Microsoft Access for Beginners
Part I - Organizing the Data
Contents
Introduction
A Different Set of Tools
Tables and Relationships
Types of Relationships
Referential Integrity
Changing Direction
Remaining Tables
Conclusion
Introduction
Recently, a friend talked to me about setting up a database for tracking project information within her company. She had never used Access before and wasn't sure if she wanted to do it herself or ask me to take on the project. I always like to see people learn something new so I told her we could do it either way. A couple weeks later, she sent me her first attempt at a database, asking me not to laugh.

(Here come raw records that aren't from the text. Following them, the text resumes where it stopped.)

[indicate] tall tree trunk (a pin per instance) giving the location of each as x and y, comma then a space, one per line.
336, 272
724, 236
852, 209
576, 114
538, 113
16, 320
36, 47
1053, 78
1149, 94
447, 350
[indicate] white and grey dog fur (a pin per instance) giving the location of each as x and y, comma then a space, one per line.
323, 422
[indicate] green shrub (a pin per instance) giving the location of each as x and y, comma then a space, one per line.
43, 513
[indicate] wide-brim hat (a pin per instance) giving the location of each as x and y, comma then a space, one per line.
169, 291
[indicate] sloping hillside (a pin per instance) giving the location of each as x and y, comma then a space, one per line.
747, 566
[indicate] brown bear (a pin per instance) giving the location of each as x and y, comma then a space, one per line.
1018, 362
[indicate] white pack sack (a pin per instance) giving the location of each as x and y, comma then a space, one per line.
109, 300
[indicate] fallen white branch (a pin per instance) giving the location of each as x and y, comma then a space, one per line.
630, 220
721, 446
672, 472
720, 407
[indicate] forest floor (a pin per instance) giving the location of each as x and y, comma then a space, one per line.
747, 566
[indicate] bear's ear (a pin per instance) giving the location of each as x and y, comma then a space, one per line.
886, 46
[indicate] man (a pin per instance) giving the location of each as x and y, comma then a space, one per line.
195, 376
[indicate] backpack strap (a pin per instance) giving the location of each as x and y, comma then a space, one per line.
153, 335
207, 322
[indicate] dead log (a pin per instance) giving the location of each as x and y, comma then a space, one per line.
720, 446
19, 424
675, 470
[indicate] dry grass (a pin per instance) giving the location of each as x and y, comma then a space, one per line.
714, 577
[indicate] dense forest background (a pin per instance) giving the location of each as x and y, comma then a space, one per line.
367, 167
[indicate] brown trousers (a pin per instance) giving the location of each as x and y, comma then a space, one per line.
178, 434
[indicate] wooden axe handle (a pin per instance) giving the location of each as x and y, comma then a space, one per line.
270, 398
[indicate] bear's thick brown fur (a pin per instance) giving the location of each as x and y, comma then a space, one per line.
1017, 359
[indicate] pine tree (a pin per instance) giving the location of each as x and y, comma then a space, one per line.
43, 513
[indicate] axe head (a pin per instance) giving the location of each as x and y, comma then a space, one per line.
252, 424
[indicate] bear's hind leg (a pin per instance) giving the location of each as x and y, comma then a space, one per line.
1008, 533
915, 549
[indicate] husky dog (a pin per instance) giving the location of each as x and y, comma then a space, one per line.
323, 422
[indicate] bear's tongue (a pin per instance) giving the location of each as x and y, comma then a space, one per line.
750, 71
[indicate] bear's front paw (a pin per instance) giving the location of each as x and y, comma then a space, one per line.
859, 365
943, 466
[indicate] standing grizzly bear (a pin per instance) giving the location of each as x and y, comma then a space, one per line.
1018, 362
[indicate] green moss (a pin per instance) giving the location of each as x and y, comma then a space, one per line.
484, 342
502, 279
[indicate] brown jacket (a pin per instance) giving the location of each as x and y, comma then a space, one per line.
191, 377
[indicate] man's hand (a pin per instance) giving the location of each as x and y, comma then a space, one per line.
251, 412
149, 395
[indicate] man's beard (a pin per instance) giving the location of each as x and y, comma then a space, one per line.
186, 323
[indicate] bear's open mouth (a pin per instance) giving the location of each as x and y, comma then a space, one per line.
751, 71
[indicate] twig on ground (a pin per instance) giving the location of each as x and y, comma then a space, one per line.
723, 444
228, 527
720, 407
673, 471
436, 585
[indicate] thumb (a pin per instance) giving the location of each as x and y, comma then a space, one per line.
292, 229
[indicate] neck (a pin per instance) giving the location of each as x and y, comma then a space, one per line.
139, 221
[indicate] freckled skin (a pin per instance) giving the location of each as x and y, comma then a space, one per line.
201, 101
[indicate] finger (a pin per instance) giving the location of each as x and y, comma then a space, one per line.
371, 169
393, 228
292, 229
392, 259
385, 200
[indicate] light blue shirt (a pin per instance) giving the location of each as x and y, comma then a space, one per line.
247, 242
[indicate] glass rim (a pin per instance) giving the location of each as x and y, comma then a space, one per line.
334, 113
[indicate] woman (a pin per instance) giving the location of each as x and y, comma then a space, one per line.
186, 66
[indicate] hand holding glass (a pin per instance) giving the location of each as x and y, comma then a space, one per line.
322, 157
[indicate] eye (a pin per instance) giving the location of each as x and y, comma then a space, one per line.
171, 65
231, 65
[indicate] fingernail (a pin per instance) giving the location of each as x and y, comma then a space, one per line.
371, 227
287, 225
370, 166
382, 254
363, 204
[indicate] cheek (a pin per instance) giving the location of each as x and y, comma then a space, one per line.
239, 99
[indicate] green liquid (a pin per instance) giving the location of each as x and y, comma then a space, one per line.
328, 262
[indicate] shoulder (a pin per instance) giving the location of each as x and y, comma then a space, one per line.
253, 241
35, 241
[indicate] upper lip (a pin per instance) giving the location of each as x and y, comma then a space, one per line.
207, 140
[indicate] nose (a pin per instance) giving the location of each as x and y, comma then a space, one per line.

What my friend had designed was actually typical of many beginners' attempts at Access design. She had used Access in much the same way as she would use Excel; one table with fields for all of the information that needed to be tracked. Since more than one record will often refer to the same project, items such as customer and contractor names were repeated from one record to the next. In addition to taking up more space, this can also lead to errors and mis-spellings that will make it difficult to find the information needed for various reports.
It's understandable that many people automatically try to use Access this way as most people are familiar with the spreadsheet concept and many are unfamiliar with higher database concepts. Access presents tables that look something like the spreadsheet format that people are used to and, since it's offered as part of the Microsoft Office suite, it's easy to see it in relation to the other programs and overlook its power as a standalone product.
For this series, I've designed another example based on an employee information database. The information includes contact information for all employees, both past and present, as well as current job information and other data required by the company and various agencies.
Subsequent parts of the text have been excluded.